Chilcot will wag a long bony finger at Labour, but his report may miss the general election

by Kevin Meagher

Like scorpions, official inquiries are unpredictable, require careful handling and invariably come with a sting in the tail.

The news that Sir John Chilcot’s much-anticipated Iraq inquiry will not now report until at least next year causes Labour some obvious difficulties. Clearly, reminiscing about why the country went to war at the start of the general election campaign wouldn’t be much fun.

Then there’s the question of how all those fickle Lib Dem switchers Labour is relying on will react when the report finds fault – as surely it will – in the case made for war and its subsequent prosecution.

Before the last election, the timing of Lord Justice Saville’s inquiry into the Bloody Sunday killings was a cause of similar consternation after officials in the Northern Ireland Office realised that his mammoth report would have to be stored while Parliament was prorogued during the election campaign.

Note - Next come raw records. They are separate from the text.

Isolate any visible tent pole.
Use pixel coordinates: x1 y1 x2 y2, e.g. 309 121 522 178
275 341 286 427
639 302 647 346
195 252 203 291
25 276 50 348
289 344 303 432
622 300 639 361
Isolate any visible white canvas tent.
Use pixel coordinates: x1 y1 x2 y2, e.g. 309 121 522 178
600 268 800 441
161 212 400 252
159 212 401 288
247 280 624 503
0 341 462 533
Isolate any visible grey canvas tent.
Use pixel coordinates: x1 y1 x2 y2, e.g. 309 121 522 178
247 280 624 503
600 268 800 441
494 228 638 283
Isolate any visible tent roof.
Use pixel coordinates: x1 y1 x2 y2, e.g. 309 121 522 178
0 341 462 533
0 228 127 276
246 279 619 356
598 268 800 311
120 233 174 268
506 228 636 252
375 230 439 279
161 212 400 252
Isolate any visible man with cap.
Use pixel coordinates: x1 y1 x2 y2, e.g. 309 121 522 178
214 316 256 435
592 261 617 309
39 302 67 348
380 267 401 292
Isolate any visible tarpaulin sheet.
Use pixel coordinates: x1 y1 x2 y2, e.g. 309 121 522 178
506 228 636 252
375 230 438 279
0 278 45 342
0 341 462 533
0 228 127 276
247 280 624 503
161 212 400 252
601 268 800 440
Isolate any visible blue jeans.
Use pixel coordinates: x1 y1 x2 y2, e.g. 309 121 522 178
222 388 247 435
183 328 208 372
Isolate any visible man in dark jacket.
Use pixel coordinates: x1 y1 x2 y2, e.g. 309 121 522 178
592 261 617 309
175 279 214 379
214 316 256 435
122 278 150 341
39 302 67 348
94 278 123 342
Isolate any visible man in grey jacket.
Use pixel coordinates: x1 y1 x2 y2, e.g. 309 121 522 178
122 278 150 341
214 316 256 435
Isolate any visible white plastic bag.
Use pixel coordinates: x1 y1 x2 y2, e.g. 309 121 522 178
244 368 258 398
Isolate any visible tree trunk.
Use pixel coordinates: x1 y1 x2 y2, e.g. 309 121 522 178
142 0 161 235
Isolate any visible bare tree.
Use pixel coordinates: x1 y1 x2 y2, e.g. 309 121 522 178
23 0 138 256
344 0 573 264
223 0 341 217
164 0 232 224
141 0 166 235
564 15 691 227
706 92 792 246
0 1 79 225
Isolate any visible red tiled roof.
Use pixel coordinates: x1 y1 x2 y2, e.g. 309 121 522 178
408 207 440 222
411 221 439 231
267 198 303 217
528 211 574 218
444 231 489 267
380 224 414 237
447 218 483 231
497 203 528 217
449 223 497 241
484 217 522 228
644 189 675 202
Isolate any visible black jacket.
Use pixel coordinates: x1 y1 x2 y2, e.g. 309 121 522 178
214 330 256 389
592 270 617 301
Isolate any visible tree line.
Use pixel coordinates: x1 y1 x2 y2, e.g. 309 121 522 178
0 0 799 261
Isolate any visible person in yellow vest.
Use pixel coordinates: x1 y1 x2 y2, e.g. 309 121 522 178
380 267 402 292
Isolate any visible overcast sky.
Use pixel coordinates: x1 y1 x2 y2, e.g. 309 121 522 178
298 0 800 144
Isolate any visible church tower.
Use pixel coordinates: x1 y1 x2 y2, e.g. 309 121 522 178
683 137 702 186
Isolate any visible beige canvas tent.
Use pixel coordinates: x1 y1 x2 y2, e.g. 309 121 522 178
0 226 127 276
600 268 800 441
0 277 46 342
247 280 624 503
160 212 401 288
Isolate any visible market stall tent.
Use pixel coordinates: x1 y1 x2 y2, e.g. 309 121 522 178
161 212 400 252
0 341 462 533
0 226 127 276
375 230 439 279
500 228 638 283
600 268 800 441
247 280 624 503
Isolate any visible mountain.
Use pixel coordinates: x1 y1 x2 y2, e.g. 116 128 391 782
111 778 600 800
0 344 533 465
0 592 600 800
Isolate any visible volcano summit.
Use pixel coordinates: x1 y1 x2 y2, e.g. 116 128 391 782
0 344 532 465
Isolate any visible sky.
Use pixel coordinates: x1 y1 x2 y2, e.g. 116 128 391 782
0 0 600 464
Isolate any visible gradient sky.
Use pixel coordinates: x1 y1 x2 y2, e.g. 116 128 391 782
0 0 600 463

The families of the victims were not happy at the thought of ministers or officials having access to it during the interregnum, preparing their defences or leaking extracts to the newspapers.

In the end, the matter was resolved, but Saville was fiercely protective of his independence, (as, it seems, is Sir John Chilcot) making him difficult to predict. Officials in the Northern Ireland Office used to ask, only half-jokingly, whether Saville actually existed as no-one seemed to have any day-to-day contact with him.

All of which is to caution that just because Chilcot has gone quiet it doesn’t mean his findings will be any less dramatic. Little is emerging to fuel the rumour mill, however this is the last – and seemingly most thorough – attempt to divine the circumstances that led to the Iraq War, looking at “the way decisions were made and actions taken…and to identify the lessons that can be learned.

It’s an open invitation to wag a long, bony finger.

Yet there are apparently those in his entourage who spy a chance for Ed Miliband to use a damning verdict as an opportunity to ‘disown’ the Blair/Brown era. Yeah, right. You hang together in this game.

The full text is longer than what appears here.